One thing I’ve always found interesting about elections is that regardless of the level of office, tally of votes, electoral college count, whatever, the winner claims a mandate for change whereby they are going to do all these things to turn the country around. It was doomed before, I won, I have a mandate for change, and I’m going to change all sorts of stuff to bring us back from the precipice.
In 2000, there was a change in the White House from Democrat to Republican. Bush won the electoral college, yes, but the general election was virtually a draw. Did Bush have some huge landslide, some indication that the country asking to be saved from a horrible Democrat fate created by Clinton?
The last switch of party, in 1992, had Clinton winning the popular vote with 43%. Wow, hardly a indication of the populace running from the failed Republican policies hoping to be saved by the Dems.

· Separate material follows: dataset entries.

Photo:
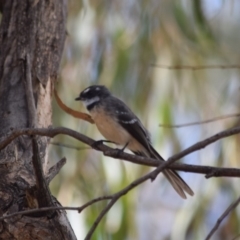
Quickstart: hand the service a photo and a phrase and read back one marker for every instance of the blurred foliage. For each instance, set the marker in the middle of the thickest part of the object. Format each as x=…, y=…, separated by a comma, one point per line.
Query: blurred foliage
x=116, y=43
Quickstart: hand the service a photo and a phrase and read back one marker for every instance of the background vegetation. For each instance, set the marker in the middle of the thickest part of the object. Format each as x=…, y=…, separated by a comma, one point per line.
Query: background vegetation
x=122, y=44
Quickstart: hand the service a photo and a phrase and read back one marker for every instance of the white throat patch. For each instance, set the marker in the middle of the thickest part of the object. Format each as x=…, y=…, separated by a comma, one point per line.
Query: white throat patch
x=88, y=102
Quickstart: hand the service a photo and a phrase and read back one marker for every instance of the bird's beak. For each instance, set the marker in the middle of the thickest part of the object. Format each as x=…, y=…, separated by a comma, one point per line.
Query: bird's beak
x=78, y=99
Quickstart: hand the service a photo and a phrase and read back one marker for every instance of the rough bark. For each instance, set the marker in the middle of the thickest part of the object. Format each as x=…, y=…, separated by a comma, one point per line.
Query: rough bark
x=32, y=35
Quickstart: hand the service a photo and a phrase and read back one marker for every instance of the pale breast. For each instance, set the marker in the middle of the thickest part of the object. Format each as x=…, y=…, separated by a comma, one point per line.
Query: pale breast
x=109, y=128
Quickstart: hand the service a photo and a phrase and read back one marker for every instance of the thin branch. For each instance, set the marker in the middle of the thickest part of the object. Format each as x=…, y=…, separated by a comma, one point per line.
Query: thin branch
x=118, y=195
x=54, y=170
x=195, y=68
x=200, y=122
x=68, y=146
x=114, y=153
x=45, y=209
x=224, y=215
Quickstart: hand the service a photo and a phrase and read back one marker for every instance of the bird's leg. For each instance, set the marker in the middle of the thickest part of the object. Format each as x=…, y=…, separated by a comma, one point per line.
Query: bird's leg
x=121, y=150
x=96, y=144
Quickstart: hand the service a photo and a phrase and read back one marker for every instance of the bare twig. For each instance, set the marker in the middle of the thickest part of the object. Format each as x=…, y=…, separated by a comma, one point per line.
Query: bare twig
x=44, y=209
x=115, y=197
x=68, y=146
x=200, y=122
x=195, y=68
x=218, y=172
x=226, y=212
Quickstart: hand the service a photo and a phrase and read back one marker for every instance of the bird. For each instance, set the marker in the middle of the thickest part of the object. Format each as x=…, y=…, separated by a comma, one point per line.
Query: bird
x=117, y=123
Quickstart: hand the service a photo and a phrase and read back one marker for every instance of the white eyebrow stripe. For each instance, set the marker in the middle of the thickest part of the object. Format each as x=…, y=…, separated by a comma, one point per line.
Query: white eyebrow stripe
x=124, y=113
x=130, y=122
x=88, y=102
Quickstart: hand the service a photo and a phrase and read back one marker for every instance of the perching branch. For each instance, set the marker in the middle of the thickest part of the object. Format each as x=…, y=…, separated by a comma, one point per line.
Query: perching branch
x=195, y=68
x=210, y=171
x=225, y=213
x=200, y=122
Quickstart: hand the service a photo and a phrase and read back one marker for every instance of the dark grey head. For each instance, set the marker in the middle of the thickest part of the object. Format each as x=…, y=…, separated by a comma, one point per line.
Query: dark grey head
x=92, y=95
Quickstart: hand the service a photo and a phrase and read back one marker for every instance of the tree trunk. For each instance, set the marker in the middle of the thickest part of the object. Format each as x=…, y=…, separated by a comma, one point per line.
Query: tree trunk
x=32, y=35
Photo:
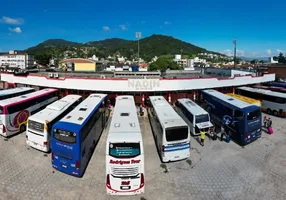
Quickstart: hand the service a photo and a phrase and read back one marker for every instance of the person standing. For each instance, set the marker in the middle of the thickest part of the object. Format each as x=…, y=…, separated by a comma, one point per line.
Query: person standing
x=203, y=133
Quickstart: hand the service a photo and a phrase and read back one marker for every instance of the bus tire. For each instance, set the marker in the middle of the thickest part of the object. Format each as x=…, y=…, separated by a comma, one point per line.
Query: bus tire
x=22, y=128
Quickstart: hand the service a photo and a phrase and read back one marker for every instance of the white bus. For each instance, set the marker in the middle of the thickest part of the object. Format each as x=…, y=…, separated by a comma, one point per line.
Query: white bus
x=195, y=116
x=124, y=150
x=171, y=132
x=273, y=103
x=39, y=125
x=14, y=92
x=14, y=112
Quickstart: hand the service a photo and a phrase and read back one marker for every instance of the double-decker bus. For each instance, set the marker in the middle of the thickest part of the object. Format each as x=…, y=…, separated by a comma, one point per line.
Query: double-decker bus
x=274, y=103
x=242, y=120
x=14, y=112
x=40, y=124
x=272, y=88
x=124, y=150
x=195, y=116
x=75, y=136
x=171, y=132
x=14, y=92
x=245, y=99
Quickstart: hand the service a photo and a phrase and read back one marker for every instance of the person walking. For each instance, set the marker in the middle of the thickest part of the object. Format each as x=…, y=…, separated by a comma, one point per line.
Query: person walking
x=203, y=133
x=264, y=121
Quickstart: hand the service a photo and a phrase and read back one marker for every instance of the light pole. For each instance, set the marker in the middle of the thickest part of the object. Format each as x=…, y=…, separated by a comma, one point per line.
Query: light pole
x=234, y=57
x=138, y=36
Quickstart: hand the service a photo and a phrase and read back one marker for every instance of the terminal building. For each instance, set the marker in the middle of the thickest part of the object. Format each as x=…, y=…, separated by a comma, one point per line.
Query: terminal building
x=172, y=86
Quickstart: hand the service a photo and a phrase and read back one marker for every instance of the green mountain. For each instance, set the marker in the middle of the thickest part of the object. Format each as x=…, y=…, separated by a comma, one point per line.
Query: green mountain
x=151, y=46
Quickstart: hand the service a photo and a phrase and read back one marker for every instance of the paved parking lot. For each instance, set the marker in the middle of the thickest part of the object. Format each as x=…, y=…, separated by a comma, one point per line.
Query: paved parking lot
x=216, y=171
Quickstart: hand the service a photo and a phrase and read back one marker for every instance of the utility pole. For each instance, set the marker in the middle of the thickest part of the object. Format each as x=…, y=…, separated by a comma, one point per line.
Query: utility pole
x=138, y=36
x=234, y=57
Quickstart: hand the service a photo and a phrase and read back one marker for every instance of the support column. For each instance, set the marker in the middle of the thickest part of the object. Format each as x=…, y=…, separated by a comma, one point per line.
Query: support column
x=194, y=95
x=143, y=99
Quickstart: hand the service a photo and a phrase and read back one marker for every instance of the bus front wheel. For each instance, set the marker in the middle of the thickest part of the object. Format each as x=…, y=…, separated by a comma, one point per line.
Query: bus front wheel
x=269, y=111
x=22, y=128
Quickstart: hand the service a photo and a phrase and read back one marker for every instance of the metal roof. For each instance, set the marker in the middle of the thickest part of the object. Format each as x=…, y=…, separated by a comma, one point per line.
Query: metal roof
x=125, y=118
x=262, y=91
x=55, y=109
x=31, y=95
x=192, y=107
x=15, y=90
x=227, y=99
x=84, y=109
x=167, y=116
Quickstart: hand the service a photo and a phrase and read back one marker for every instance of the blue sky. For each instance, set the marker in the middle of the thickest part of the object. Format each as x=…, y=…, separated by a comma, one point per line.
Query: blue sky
x=258, y=26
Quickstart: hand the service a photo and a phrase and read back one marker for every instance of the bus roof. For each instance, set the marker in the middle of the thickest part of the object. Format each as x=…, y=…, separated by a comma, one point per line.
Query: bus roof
x=124, y=125
x=54, y=109
x=15, y=90
x=262, y=91
x=243, y=98
x=20, y=99
x=81, y=113
x=167, y=116
x=234, y=102
x=192, y=107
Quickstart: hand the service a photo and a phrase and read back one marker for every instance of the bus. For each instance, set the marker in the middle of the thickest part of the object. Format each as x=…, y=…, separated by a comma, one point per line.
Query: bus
x=75, y=136
x=274, y=103
x=14, y=92
x=170, y=131
x=124, y=150
x=242, y=120
x=40, y=124
x=245, y=99
x=195, y=116
x=272, y=88
x=14, y=112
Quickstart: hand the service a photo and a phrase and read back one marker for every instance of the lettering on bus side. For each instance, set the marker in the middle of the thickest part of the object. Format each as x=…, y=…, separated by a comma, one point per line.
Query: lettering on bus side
x=125, y=182
x=124, y=162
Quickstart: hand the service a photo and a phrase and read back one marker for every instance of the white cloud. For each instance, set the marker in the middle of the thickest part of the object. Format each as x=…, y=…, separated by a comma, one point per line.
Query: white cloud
x=268, y=52
x=106, y=28
x=16, y=30
x=123, y=27
x=9, y=20
x=240, y=52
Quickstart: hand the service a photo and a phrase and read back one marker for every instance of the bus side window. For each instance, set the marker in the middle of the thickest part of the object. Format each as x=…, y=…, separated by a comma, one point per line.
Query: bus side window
x=238, y=114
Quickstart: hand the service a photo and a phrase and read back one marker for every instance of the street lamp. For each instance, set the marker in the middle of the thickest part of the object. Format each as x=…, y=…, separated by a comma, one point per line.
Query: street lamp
x=234, y=57
x=138, y=36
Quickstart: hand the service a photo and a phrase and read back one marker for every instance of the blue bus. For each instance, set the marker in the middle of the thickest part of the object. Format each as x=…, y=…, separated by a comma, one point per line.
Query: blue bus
x=75, y=136
x=242, y=120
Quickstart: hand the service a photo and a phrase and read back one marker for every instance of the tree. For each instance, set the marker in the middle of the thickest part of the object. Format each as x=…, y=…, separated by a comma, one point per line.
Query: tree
x=281, y=58
x=163, y=64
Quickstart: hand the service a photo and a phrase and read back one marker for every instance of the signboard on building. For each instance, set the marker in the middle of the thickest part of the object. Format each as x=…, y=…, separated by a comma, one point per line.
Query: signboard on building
x=143, y=84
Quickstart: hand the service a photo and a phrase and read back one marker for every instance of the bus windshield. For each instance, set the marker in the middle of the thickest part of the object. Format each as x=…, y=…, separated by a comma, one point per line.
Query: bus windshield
x=65, y=136
x=36, y=126
x=202, y=118
x=253, y=115
x=124, y=150
x=176, y=133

Overall, probably the biggest % vote that caused a shift in party control of the White House in the last 50 years would have been Reagan in 1980 with about a 10% lead over Carter . The last time before that would have been Eisenhower in 1952 with a 10% lead.
So what does all this tell me? It tells me that for the most part, we the people don’t want a bunch of change. We pretty much like the status quo. When things start to get a little unpleasant for some of us, we swing our votes in the other direction. We’re steering the United States down the center of a road, and if we start drifting too much, we don’t crank the wheel hard, we make a minor adjustment to bring it back to center.
So, President Obama, be cautious over the next 2 and 4 years. Keep the car in the center of the road. Preserve the status quo. If you nudge the car too far to the left side of the road, the people will nudge it back at the next election.